Alexander Chizhevsky ‘nin analizi inkar edilemezdi ve Marksist bakış açısına aykırı olduğu için 1920’de Stalin onu tutuklattı ve hapse attırdı. Chijevsky ancak Stalin’in ölümünden sonra serbest bırakılabildi. Chijevsky’nin vardığı sonuçlar Stalin’e çok garip gelmiş olmalıydı. Stalin ile Marksist ve komünist düşünceye göre, Dünya üzerinde meydana gelen devrimler temelde insanlar arasındaki ekonomik farklılıklardan meydana geliyordu. Ancak Chijevsky, devrimlerin nedenini Güneşte meydana gelen patlamalara bağlamıştı.

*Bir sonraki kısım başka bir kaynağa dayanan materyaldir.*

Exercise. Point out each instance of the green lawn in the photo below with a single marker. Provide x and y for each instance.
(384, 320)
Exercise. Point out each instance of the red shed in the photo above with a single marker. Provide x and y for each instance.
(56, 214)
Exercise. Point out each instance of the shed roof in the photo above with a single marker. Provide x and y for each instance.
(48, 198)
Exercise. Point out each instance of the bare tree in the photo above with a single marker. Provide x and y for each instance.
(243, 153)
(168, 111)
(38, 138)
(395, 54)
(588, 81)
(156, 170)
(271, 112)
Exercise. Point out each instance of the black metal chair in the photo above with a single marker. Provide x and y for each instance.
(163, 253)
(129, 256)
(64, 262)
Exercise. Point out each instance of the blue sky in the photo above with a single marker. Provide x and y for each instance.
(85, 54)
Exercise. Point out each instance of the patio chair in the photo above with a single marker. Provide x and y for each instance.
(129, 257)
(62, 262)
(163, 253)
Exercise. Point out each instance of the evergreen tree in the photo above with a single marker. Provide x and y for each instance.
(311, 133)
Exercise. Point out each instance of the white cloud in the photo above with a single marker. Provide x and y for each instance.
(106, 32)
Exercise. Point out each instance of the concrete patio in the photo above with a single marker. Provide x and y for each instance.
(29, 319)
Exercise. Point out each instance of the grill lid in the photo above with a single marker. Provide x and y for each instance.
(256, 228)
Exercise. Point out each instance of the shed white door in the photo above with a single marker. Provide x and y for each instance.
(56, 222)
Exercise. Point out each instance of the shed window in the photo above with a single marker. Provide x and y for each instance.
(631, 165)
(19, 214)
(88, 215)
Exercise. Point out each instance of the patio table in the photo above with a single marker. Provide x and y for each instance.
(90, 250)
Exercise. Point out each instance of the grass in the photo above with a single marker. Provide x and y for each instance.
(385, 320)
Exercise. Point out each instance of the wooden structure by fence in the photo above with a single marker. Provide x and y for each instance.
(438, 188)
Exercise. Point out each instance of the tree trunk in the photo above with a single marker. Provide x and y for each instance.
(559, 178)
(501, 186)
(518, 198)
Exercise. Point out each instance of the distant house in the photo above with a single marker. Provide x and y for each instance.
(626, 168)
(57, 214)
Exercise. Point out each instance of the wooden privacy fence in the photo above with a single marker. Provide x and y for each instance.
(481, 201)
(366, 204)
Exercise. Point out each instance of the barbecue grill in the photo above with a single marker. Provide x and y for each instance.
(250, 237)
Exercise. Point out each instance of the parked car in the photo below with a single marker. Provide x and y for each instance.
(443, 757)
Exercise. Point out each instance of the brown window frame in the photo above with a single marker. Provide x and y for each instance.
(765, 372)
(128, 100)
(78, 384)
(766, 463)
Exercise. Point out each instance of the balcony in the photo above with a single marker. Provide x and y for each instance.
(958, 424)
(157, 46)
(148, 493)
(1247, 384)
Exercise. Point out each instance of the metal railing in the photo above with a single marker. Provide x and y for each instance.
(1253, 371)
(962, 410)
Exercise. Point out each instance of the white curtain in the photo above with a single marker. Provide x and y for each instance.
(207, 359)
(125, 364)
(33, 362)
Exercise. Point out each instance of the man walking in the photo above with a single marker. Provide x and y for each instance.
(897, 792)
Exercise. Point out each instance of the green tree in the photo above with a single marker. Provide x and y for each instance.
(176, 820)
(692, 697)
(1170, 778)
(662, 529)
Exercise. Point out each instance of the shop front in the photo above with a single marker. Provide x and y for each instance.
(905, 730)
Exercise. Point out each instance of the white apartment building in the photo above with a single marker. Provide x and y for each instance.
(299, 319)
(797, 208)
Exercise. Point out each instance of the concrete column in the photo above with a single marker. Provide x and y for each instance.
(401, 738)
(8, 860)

Alexander Chizhevsky ‘nin tezi doğruysa, o zaman Marx’ın tüm sistemi tuz buz olacaktır. O zaman artık devrimleri ekonomi ve sınıf mücadelesi üzerinden açıklayamazsınız; o zaman devrimi ancak astroloji açıklayabilir.
Alexander Chizhevsky ‘nin haksız olduğu kanıtlanamadı. Yedi yüz yılı kapsayan hesabı o kadar bilimsel, güneşteki patlamalar ile Dünya’daki olaylar arasında kurduğu bağlantı o kadar birbirine yakındı ki, yanıldığını ispatlamak zordu. Ama elbette ki Chijevsky’yi Sibirya’ya göndermek çok basit bir işti.
Stalin’in ölümünden sonra Kruşçev, Chijevsky’yi Sibirya’dan serbest bıraktı. Fakat Chijevsky’nin elli yılı adeta yok edilmişti. Serbest bırakıldıktan sonra sadece birkaç ay yaşayabildi. Bu son birkaç ayını bile tezi için kanıt toplayarak geçirdi ve ayrıca salgın hastalıkların Dünya’ya yayılmasını güneş etkisine bağladı.
Güneş, normalde düşündüğümüz gibi statik bir ateş topu değildir. Sonsuz canlı ve dinamik, ateşli bir organizmadır. Güneşte bir şey olmadan Dünya’da hiçbir şey olmaz. Mesela Güneş tutulması olduğunda ormandaki kuşlar yirmi dört saat önce ötmeyi bırakırlar. Tutulma süresi boyunca tüm Dünya sessizleşir. Tüm hayvanlar baskı altında kalır, korkar, endişelenirler. En hareketli hayvanlardan biri olan Maymunlar bile ağaçlarını bırakıp aşağı inerler ve hiç susmayan maymunlar tutulma anında meditasyon yaparcasına sessizleşirler.
Astroloji o kadar göz ardı edilmiş bir konu ki en eski, en saygı duyulan ama günümüzde en göz ardı edilen konudur. Carl Gustav Jung Üniversite kapılarının üç yüz yıldır astrolojiye kapalı olduğunu ancak önümüzdeki yıllarda bu kapıların tekrar açılacağını ve astrolojinin üniversiteye gireceğini söylemiştir. Bu bir gün mutlaka gerçekleşecektir. Çünkü Astroloji günümüzün bilim ve teknolojisinden çok daha üst seviyede yer alan bir ilimdir. Bizler son teknolojiye sahip ve bilimsel olarak üstün bir seviyede olduğumuzu düşünsek de Astrolojinin kullanıldığı, saygı duyulduğu binlerce yıl önceki medeniyetler bizlerden çok daha ilerideydi ve en önemli araştırmaları Astroloji ve Astronomi üzerineydi. İnsanlık tekrar aynı seviyelere yükseldikçe Astronomi ve Astroloji ilmine saygı da artmaya başlayacaktır.